CRAC GREENSILL, COS’E’ SUCCESSO

L’effetto domino è stato immediato: l’assenza di garanzie, minacciando la capacità di funding di Greensill, ha portato Credit Suisse a sospendere all’inizio del mese i fondi di investimento dei suoi clienti in supply chain contenenti i propri prestiti. A pesare sulla scelta, adottata subito dopo anche da Gam, è stata l’incertezza sulla loro valutazione. Nel mirino, adesso, è finita anche la Bafin, ente di vigilanza tedesco che ancora una volta è sembrata non annusare il pericolo come nel caso Wirecard. Al momento Greensill è stato bloccata per “eccesso di debito” e denunciata poiché non in grado di “esibire le prove di commesse” che avrebbe acquistato da altri. Ma anche la BCE si è attivata per verificare l’esposizione degli istituti di credito. Adesso il rischio “contagio” è infatti elevato: diversi analisti vedono segnali simili a quelli che portarono allo scoppio della grande crisi con il fallimento di Lehman Brothers.

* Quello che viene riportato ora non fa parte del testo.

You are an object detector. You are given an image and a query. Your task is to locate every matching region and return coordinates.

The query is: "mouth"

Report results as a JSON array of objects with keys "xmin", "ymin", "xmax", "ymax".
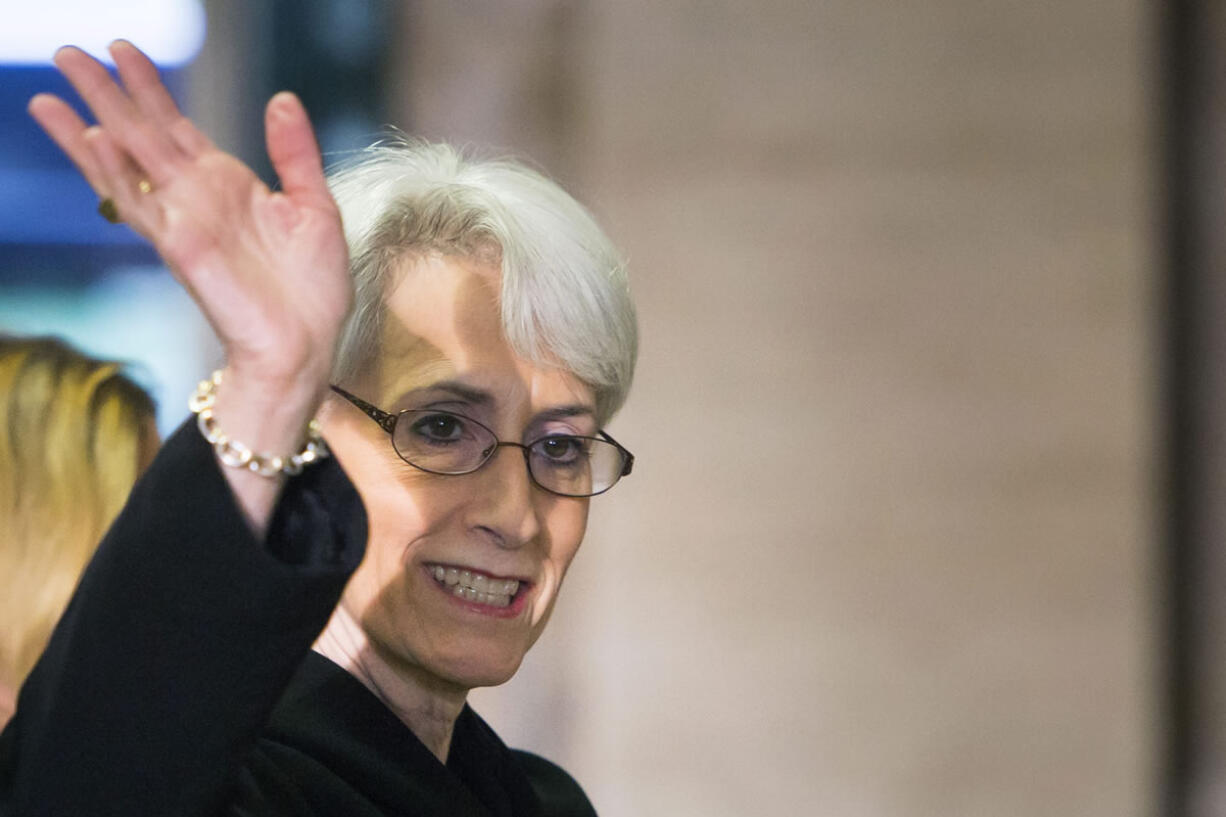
[{"xmin": 425, "ymin": 563, "xmax": 530, "ymax": 612}]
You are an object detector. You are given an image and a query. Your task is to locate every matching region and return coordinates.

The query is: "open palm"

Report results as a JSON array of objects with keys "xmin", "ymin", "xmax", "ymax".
[{"xmin": 29, "ymin": 41, "xmax": 351, "ymax": 386}]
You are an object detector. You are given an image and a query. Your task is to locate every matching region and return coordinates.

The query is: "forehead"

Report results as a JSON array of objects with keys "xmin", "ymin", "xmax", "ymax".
[
  {"xmin": 381, "ymin": 251, "xmax": 502, "ymax": 367},
  {"xmin": 368, "ymin": 253, "xmax": 594, "ymax": 414}
]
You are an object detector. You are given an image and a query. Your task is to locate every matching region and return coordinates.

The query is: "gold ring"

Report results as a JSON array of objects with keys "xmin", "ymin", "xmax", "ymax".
[
  {"xmin": 97, "ymin": 198, "xmax": 121, "ymax": 224},
  {"xmin": 137, "ymin": 179, "xmax": 153, "ymax": 194}
]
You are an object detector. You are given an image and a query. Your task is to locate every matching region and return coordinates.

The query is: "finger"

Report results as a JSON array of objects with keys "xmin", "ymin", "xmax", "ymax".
[
  {"xmin": 109, "ymin": 41, "xmax": 214, "ymax": 158},
  {"xmin": 86, "ymin": 127, "xmax": 162, "ymax": 237},
  {"xmin": 52, "ymin": 46, "xmax": 183, "ymax": 185},
  {"xmin": 169, "ymin": 116, "xmax": 215, "ymax": 156},
  {"xmin": 108, "ymin": 40, "xmax": 182, "ymax": 128},
  {"xmin": 264, "ymin": 93, "xmax": 332, "ymax": 207},
  {"xmin": 28, "ymin": 93, "xmax": 110, "ymax": 194}
]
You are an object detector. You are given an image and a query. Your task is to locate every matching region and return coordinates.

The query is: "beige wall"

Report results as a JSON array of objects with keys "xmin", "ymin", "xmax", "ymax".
[{"xmin": 401, "ymin": 2, "xmax": 1157, "ymax": 814}]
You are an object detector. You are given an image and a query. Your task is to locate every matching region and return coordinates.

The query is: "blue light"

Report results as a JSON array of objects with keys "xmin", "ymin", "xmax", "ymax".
[
  {"xmin": 0, "ymin": 6, "xmax": 205, "ymax": 258},
  {"xmin": 0, "ymin": 1, "xmax": 206, "ymax": 67}
]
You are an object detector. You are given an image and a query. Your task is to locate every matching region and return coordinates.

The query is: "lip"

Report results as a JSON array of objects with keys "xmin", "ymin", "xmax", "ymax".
[{"xmin": 421, "ymin": 562, "xmax": 533, "ymax": 619}]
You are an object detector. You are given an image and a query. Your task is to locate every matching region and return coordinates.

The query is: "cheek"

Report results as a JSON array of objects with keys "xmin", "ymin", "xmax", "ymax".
[
  {"xmin": 336, "ymin": 452, "xmax": 458, "ymax": 612},
  {"xmin": 527, "ymin": 503, "xmax": 589, "ymax": 647},
  {"xmin": 546, "ymin": 502, "xmax": 589, "ymax": 573},
  {"xmin": 330, "ymin": 418, "xmax": 459, "ymax": 549},
  {"xmin": 537, "ymin": 499, "xmax": 590, "ymax": 611}
]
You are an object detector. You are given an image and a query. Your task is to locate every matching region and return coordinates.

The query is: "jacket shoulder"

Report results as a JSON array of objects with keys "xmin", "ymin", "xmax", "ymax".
[{"xmin": 511, "ymin": 750, "xmax": 597, "ymax": 817}]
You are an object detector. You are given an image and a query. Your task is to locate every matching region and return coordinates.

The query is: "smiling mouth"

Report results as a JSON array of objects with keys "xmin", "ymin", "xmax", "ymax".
[{"xmin": 428, "ymin": 565, "xmax": 523, "ymax": 609}]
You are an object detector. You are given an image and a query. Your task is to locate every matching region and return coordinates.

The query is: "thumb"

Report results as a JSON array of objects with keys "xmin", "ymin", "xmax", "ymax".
[{"xmin": 265, "ymin": 92, "xmax": 330, "ymax": 205}]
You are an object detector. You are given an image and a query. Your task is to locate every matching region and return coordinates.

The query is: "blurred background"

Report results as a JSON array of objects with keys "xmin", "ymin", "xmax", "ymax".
[{"xmin": 4, "ymin": 1, "xmax": 1226, "ymax": 815}]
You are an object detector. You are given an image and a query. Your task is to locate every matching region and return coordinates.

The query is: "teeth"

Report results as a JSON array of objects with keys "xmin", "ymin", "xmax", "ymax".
[
  {"xmin": 434, "ymin": 565, "xmax": 518, "ymax": 607},
  {"xmin": 430, "ymin": 568, "xmax": 519, "ymax": 594}
]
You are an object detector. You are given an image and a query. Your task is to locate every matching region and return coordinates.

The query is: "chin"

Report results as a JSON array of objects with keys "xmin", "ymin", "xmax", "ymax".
[
  {"xmin": 432, "ymin": 650, "xmax": 525, "ymax": 690},
  {"xmin": 406, "ymin": 627, "xmax": 532, "ymax": 690}
]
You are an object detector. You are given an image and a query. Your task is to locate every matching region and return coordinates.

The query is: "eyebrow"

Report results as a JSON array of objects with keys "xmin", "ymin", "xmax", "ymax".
[
  {"xmin": 537, "ymin": 405, "xmax": 597, "ymax": 422},
  {"xmin": 420, "ymin": 380, "xmax": 495, "ymax": 407},
  {"xmin": 413, "ymin": 379, "xmax": 597, "ymax": 422}
]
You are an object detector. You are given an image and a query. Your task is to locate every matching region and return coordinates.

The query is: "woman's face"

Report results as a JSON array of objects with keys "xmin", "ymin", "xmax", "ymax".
[{"xmin": 321, "ymin": 252, "xmax": 595, "ymax": 691}]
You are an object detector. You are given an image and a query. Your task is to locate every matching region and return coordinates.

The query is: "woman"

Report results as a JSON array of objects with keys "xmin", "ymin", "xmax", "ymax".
[
  {"xmin": 1, "ymin": 40, "xmax": 635, "ymax": 816},
  {"xmin": 0, "ymin": 336, "xmax": 157, "ymax": 729}
]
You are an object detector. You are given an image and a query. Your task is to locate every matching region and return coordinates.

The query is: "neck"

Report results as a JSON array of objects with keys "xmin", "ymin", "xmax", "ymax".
[
  {"xmin": 313, "ymin": 604, "xmax": 468, "ymax": 763},
  {"xmin": 0, "ymin": 679, "xmax": 14, "ymax": 732}
]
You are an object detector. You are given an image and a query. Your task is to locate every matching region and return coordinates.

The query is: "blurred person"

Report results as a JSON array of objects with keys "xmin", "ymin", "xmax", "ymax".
[
  {"xmin": 1, "ymin": 40, "xmax": 635, "ymax": 816},
  {"xmin": 0, "ymin": 336, "xmax": 157, "ymax": 728}
]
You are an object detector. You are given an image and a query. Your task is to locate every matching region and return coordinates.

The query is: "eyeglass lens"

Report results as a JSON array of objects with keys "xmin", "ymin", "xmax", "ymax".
[{"xmin": 392, "ymin": 409, "xmax": 626, "ymax": 497}]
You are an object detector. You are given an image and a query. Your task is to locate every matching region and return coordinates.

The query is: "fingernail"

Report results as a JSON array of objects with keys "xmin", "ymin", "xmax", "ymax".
[{"xmin": 270, "ymin": 92, "xmax": 301, "ymax": 116}]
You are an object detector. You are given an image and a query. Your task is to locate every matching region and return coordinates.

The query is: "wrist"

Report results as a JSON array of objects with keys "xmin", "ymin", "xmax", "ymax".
[
  {"xmin": 189, "ymin": 367, "xmax": 330, "ymax": 540},
  {"xmin": 204, "ymin": 367, "xmax": 328, "ymax": 468},
  {"xmin": 224, "ymin": 355, "xmax": 331, "ymax": 405}
]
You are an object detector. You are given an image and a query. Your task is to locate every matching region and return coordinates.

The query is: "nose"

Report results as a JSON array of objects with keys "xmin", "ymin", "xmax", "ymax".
[{"xmin": 465, "ymin": 444, "xmax": 541, "ymax": 549}]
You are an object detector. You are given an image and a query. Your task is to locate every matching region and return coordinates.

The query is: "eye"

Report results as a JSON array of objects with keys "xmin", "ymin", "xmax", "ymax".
[
  {"xmin": 408, "ymin": 412, "xmax": 467, "ymax": 444},
  {"xmin": 533, "ymin": 435, "xmax": 588, "ymax": 465}
]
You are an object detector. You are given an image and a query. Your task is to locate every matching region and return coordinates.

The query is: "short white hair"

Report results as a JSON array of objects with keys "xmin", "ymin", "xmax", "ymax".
[{"xmin": 326, "ymin": 137, "xmax": 637, "ymax": 424}]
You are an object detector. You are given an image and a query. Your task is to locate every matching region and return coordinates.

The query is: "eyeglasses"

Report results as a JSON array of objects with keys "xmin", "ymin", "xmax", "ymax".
[{"xmin": 329, "ymin": 385, "xmax": 634, "ymax": 498}]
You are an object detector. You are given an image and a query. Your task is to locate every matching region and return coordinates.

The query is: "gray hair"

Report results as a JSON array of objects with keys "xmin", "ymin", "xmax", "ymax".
[{"xmin": 326, "ymin": 138, "xmax": 637, "ymax": 424}]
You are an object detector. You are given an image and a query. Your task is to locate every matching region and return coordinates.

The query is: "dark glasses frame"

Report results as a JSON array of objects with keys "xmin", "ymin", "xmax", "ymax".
[{"xmin": 328, "ymin": 384, "xmax": 634, "ymax": 497}]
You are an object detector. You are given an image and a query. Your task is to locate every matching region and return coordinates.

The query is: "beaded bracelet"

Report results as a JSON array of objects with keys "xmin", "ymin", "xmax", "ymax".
[{"xmin": 188, "ymin": 370, "xmax": 329, "ymax": 478}]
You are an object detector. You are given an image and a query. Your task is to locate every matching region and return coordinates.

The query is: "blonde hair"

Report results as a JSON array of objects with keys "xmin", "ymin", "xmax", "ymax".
[
  {"xmin": 326, "ymin": 137, "xmax": 638, "ymax": 425},
  {"xmin": 0, "ymin": 336, "xmax": 155, "ymax": 690}
]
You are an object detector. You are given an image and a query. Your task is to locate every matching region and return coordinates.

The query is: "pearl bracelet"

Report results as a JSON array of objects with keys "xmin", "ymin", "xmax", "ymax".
[{"xmin": 188, "ymin": 370, "xmax": 329, "ymax": 478}]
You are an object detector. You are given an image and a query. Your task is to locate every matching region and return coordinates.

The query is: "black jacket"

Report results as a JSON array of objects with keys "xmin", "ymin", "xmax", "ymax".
[{"xmin": 0, "ymin": 421, "xmax": 595, "ymax": 817}]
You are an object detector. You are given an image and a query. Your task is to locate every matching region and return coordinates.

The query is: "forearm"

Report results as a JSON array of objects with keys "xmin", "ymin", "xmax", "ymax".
[{"xmin": 0, "ymin": 421, "xmax": 366, "ymax": 816}]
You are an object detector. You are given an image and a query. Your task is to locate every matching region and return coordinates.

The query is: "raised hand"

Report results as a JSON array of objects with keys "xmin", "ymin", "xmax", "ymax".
[
  {"xmin": 28, "ymin": 40, "xmax": 352, "ymax": 390},
  {"xmin": 29, "ymin": 40, "xmax": 355, "ymax": 533}
]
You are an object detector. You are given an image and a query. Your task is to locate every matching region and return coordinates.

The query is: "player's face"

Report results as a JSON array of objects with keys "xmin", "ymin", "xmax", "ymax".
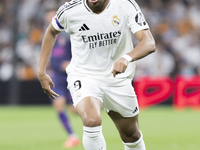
[{"xmin": 87, "ymin": 0, "xmax": 109, "ymax": 13}]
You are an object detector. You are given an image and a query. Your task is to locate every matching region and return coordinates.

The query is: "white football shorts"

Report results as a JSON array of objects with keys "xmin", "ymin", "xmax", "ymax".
[{"xmin": 67, "ymin": 74, "xmax": 139, "ymax": 118}]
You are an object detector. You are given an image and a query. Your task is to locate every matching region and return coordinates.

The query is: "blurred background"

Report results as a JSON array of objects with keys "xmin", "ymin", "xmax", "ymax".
[{"xmin": 0, "ymin": 0, "xmax": 200, "ymax": 150}]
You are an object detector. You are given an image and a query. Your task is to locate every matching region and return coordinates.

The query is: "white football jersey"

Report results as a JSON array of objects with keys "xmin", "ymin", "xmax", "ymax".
[{"xmin": 52, "ymin": 0, "xmax": 149, "ymax": 79}]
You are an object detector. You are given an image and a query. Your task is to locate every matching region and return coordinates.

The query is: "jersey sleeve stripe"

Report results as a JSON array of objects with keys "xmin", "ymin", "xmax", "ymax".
[
  {"xmin": 57, "ymin": 5, "xmax": 66, "ymax": 17},
  {"xmin": 55, "ymin": 18, "xmax": 64, "ymax": 29},
  {"xmin": 57, "ymin": 1, "xmax": 82, "ymax": 19},
  {"xmin": 127, "ymin": 0, "xmax": 138, "ymax": 11}
]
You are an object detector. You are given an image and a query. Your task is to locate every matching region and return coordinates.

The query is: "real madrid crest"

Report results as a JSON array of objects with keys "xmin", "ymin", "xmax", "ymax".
[{"xmin": 112, "ymin": 15, "xmax": 120, "ymax": 26}]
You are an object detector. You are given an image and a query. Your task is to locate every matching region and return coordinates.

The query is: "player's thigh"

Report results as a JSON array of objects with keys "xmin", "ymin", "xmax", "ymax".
[
  {"xmin": 51, "ymin": 80, "xmax": 67, "ymax": 111},
  {"xmin": 76, "ymin": 96, "xmax": 103, "ymax": 127},
  {"xmin": 52, "ymin": 96, "xmax": 66, "ymax": 111},
  {"xmin": 67, "ymin": 75, "xmax": 104, "ymax": 126}
]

Come ricorda HuffPost, “Greensill in Germania ha tra i suoi clienti una marea di soggetti istituzionali, Comuni come Monheim, lander come la Turingia, la città di Colonia che lì aveva depositato circa 15 milioni da utilizzare per la ristrutturazione del teatro dell’opera. Sono più di 50 gli attori pubblici che hanno scelto di rivolgersi a Greensill Bank e la ragione è nella caccia spasmodica a tassi di interesse convenienti: Greensill Bank offriva commissioni vantaggiose sui depositi in un periodo storico caratterizzato dai tassi negativi imposti dalla Bce per garantire adeguata liquidità e prestiti a imprese e famiglie. Basti pensare che le casse di risparmio tedesche (Sparkassen) applicano un tasso dello 0.5% sui depositi di investitori istituzionali. Qui nasce il problema: come in altri Paesi anche in Germania i depositi sono garantiti dall’assicurazione dello Stato ma questo non vale, dal 2017, per i soggetti pubblici, esclusi per legge dallo schema di tutela di depositi. Circa l′85% dei 3,5 miliardi di euro depositati fanno capo a investitori retail, e quindi garantiti, ma ci sono circa 500 milioni di euro di clienti istituzionali, principalmente i Comuni che ora hanno un solo timore: dover dire ai cittadini di aver perso i loro soldi“.